Create an Excel File from Two Sentences

Description

It creates an excel file from two sentences of two languages to help the user for constructing a gold standard such that he/she can set 1 or 2 for Sure or Possible alignments.

Usage

1
2
3
4
5
consExcel(tst.set_sorc, tst.set_trgt, 
          method = c("gold", "aligns"), 
          out1 = "gold.xlsx", out2 = "align.xlsx", 
          nrec = -1, minlen = 5, maxlen = 40, ul_s = FALSE, 
          ul_t = TRUE, removePt = TRUE, all = FALSE)

Arguments

tst.set_sorc

the name of source language file in test set.

tst.set_trgt

the name of target language file in test set.

method

character string including two values. If "gold", it creates a separated excel file of test set to fill up its sheets with 1|2 for Sure|Possible alignment. If "aligns", it creates a separated excel file of test set to fill up its sheets with '3' as an alignment.

out1

the name of the excel file for gold standard.

out2

the name of the excel file for alignment.

nrec

number of sentences to be read. If -1, it considers all sentences.

minlen

a minimum length of sentences.

maxlen

a maximum length of sentences.

ul_s

logical. If TRUE, it will convert the first character of source language's sentences. When source language is an Arabic script, it can be FALSE.

ul_t

logical. If TRUE, it will convert the first character of target language's sentences. When target language is an Arabic script, it can be FALSE.

removePt

logical. If TRUE, it removes all punctuation marks.

all

logical. If TRUE, it considers the third argument (lower = TRUE) in culf function.

Details

The first step for evaluation of word alignment quality is creating a gold standard. This function makes an excel file with nrec sheets of a test set including source and target languages. Each sheet includes the words of the source sentence in its first rows and the words of the target sentence in its first columns. To create a gold standard, it can be filled by Sure|Possible alignments (Sure = 1, Possible = 2).

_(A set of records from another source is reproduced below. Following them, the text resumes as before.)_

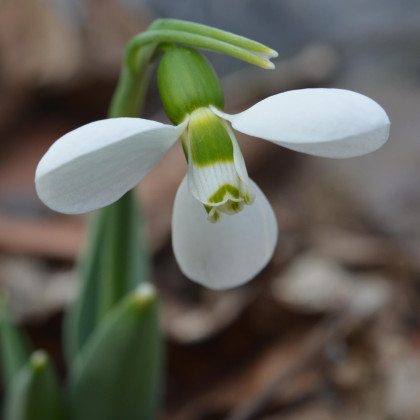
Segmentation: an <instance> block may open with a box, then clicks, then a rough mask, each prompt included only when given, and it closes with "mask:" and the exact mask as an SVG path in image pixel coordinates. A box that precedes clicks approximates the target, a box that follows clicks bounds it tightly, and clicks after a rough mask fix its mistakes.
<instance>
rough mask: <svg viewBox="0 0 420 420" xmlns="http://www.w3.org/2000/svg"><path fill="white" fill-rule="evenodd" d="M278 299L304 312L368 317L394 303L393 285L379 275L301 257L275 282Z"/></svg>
mask: <svg viewBox="0 0 420 420" xmlns="http://www.w3.org/2000/svg"><path fill="white" fill-rule="evenodd" d="M272 291H273V295H274V296H275V298H277V299H278V300H279V302H281V303H283V304H287V305H290V306H291V307H292V308H295V310H298V311H302V312H304V313H318V312H324V311H325V312H342V311H349V312H350V313H352V314H353V315H354V316H356V317H362V318H364V317H369V316H370V315H372V314H374V313H375V312H377V311H379V310H380V309H382V308H383V307H385V306H386V305H387V304H388V303H390V301H391V297H392V292H393V291H392V288H391V285H390V284H389V283H388V282H387V281H385V280H384V279H383V278H381V277H379V276H374V275H372V274H362V273H360V274H356V273H350V272H349V271H346V270H345V269H344V268H343V267H342V266H340V265H339V264H338V263H336V262H334V261H333V260H330V259H327V258H324V257H320V256H318V255H316V254H311V253H307V254H302V255H301V256H299V257H298V258H295V259H294V261H293V262H292V263H291V264H290V266H289V267H288V268H287V269H286V271H285V272H284V273H283V274H281V276H279V277H278V278H277V279H275V280H274V281H273V284H272Z"/></svg>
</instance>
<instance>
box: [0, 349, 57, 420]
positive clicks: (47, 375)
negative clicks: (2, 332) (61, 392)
mask: <svg viewBox="0 0 420 420" xmlns="http://www.w3.org/2000/svg"><path fill="white" fill-rule="evenodd" d="M4 418H5V420H41V419H42V420H63V419H64V411H63V404H62V399H61V395H60V390H59V384H58V380H57V376H56V374H55V372H54V369H53V367H52V365H51V362H50V359H49V357H48V355H47V354H46V353H45V352H43V351H36V352H35V353H33V354H32V356H31V358H30V359H29V361H28V362H27V364H26V365H24V366H23V367H22V368H21V370H20V371H19V373H18V374H17V376H16V379H15V380H14V381H13V384H12V386H11V387H10V389H9V390H8V392H7V394H6V401H5V417H4Z"/></svg>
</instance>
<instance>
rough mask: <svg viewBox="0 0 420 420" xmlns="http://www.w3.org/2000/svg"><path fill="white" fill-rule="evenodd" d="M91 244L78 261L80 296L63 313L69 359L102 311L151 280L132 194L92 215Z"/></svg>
mask: <svg viewBox="0 0 420 420" xmlns="http://www.w3.org/2000/svg"><path fill="white" fill-rule="evenodd" d="M89 233H90V235H89V238H90V242H89V243H88V246H87V250H86V253H85V254H84V257H83V258H82V259H81V260H80V277H81V278H80V280H81V288H80V292H79V296H78V298H77V299H76V301H75V303H74V304H73V306H72V307H71V308H70V309H69V311H68V313H67V315H66V323H65V345H66V356H67V359H68V361H69V362H70V361H71V360H73V358H74V357H75V356H76V354H77V353H78V352H79V351H80V349H81V348H82V347H83V346H84V344H85V342H86V341H87V340H88V338H89V337H90V335H91V334H92V332H93V331H94V329H95V328H96V326H97V324H98V323H99V322H100V320H101V319H102V318H103V317H104V316H105V315H106V313H107V312H108V311H109V310H110V309H111V308H112V307H113V306H114V305H116V304H117V303H118V302H119V301H120V300H121V299H122V298H123V297H124V296H126V295H127V294H128V293H129V292H131V291H133V290H134V289H135V288H136V287H137V286H138V285H139V284H140V283H142V282H147V281H148V280H149V278H150V263H149V258H148V257H149V256H148V251H147V246H146V241H145V232H144V226H143V222H142V214H141V211H140V209H139V208H138V206H137V203H136V201H135V197H134V195H133V193H132V192H129V193H127V194H126V195H125V196H124V197H122V198H121V199H120V200H119V201H117V202H116V203H114V204H112V205H111V206H108V207H106V208H103V209H101V210H99V211H97V212H95V213H94V214H93V215H92V219H91V226H90V232H89Z"/></svg>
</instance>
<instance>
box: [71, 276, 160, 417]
mask: <svg viewBox="0 0 420 420" xmlns="http://www.w3.org/2000/svg"><path fill="white" fill-rule="evenodd" d="M162 354H163V351H162V337H161V333H160V329H159V322H158V304H157V295H156V292H155V290H154V288H153V287H152V286H151V285H150V284H143V285H141V286H140V287H139V288H138V289H137V290H136V291H135V292H133V293H132V294H130V295H129V296H128V297H126V298H125V299H124V300H123V301H121V302H120V304H119V305H117V306H116V307H115V308H114V309H113V310H112V311H110V312H109V313H108V314H107V316H106V317H105V318H104V319H103V321H102V322H101V323H100V324H99V326H98V328H97V329H96V330H95V332H94V334H93V335H92V336H91V337H90V339H89V341H88V343H86V346H85V347H84V348H83V349H82V351H81V352H80V353H79V355H78V356H77V358H76V360H75V363H74V365H73V366H72V370H71V372H70V411H71V412H70V419H71V420H80V419H89V420H115V419H121V420H132V419H142V420H148V419H156V418H157V409H158V405H159V400H160V391H159V390H160V385H161V380H162V374H161V373H162V372H161V371H162Z"/></svg>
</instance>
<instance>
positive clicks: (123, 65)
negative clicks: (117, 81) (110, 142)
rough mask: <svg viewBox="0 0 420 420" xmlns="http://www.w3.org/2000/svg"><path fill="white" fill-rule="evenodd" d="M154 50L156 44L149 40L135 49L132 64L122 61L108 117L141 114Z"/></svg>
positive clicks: (144, 99) (140, 114) (150, 70)
mask: <svg viewBox="0 0 420 420" xmlns="http://www.w3.org/2000/svg"><path fill="white" fill-rule="evenodd" d="M127 48H128V47H127ZM156 50H157V44H156V43H154V42H153V41H151V43H150V44H148V45H147V46H145V47H143V48H141V49H140V50H139V49H136V52H135V56H134V55H133V58H132V59H133V60H134V62H133V65H132V66H127V65H126V64H125V63H123V67H122V70H121V75H120V79H119V81H118V85H117V88H116V91H115V93H114V96H113V98H112V101H111V105H110V107H109V112H108V117H109V118H117V117H138V116H139V115H141V113H142V112H143V107H144V101H145V98H146V91H147V86H148V84H149V81H150V74H151V70H152V65H151V64H152V61H153V57H154V54H155V53H156ZM126 51H127V50H126ZM126 55H127V53H126Z"/></svg>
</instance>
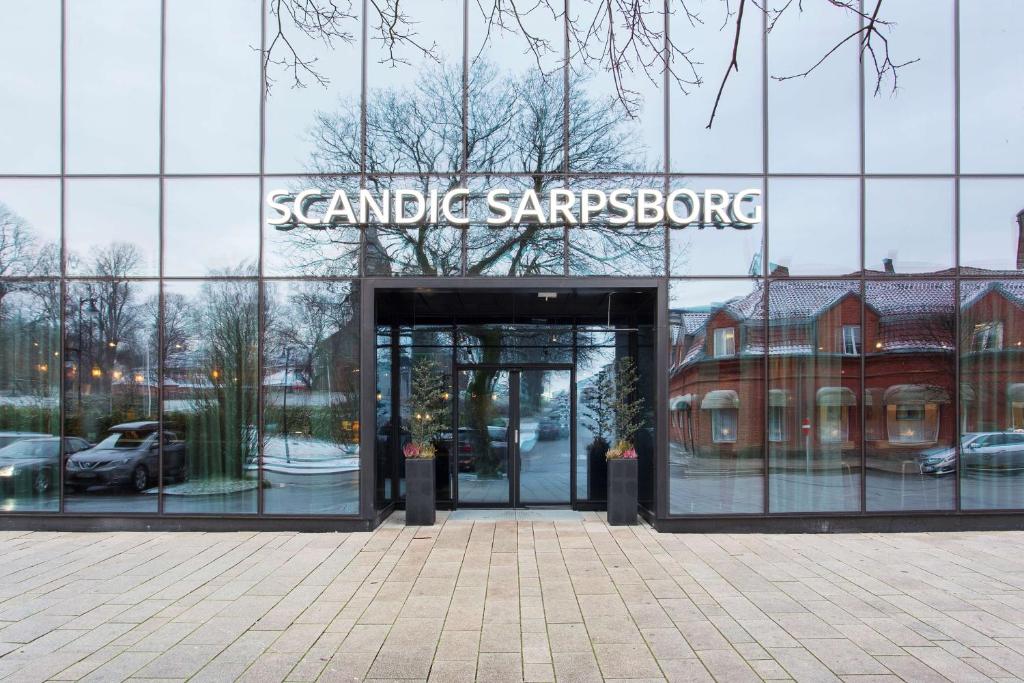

Sometimes, the user calculates word alignments using some other software or method and he/she wants to evaluate such alignment with this package. So, this function can help him/her in this way, it creates a separated excel file in "out2.xlsx" (as a default: "align.xlsx") and it can be filled by number 3 for alignments.

Value

One or two excel file in "out1" or "out2" file.

Note

If you have not the non-ascii problem, you can use fix.gold function instead.

Ocassionally, there is a problem with "openxlsx" package which is used in the function and it might solved by "installr::install.rtools() on Windows".

Author(s)

Neda Daneshgar and Majid Sarmad.

References

Holmqvist M., Ahrenberg L. (2011), "A Gold Standard for English-Swedish Word Alignment.", NODALIDA 2011 Conference Proceedings, 106 - 113.

Och F., Ney H.(2003), "A Systematic Comparison Of Various Statistical Alignment Models.", 2003 Association for Computational Linguistics, J03-1002, 29(1).

See Also

fix.gold

Examples

 1
 2
 3
 4
 5
 6
 7
 8
 9
10
11
## Not run: 

consExcel("http://www.um.ac.ir/~sarmad/word.a/source1.txt",
          "http://www.um.ac.ir/~sarmad/word.a/target1.txt",
           nrec = 5)

consExcel("http://www.um.ac.ir/~sarmad/word.a/source1.txt",
          "http://www.um.ac.ir/~sarmad/word.a/target1.txt", 
           nrec = 5, method = "aligns")

## End(Not run)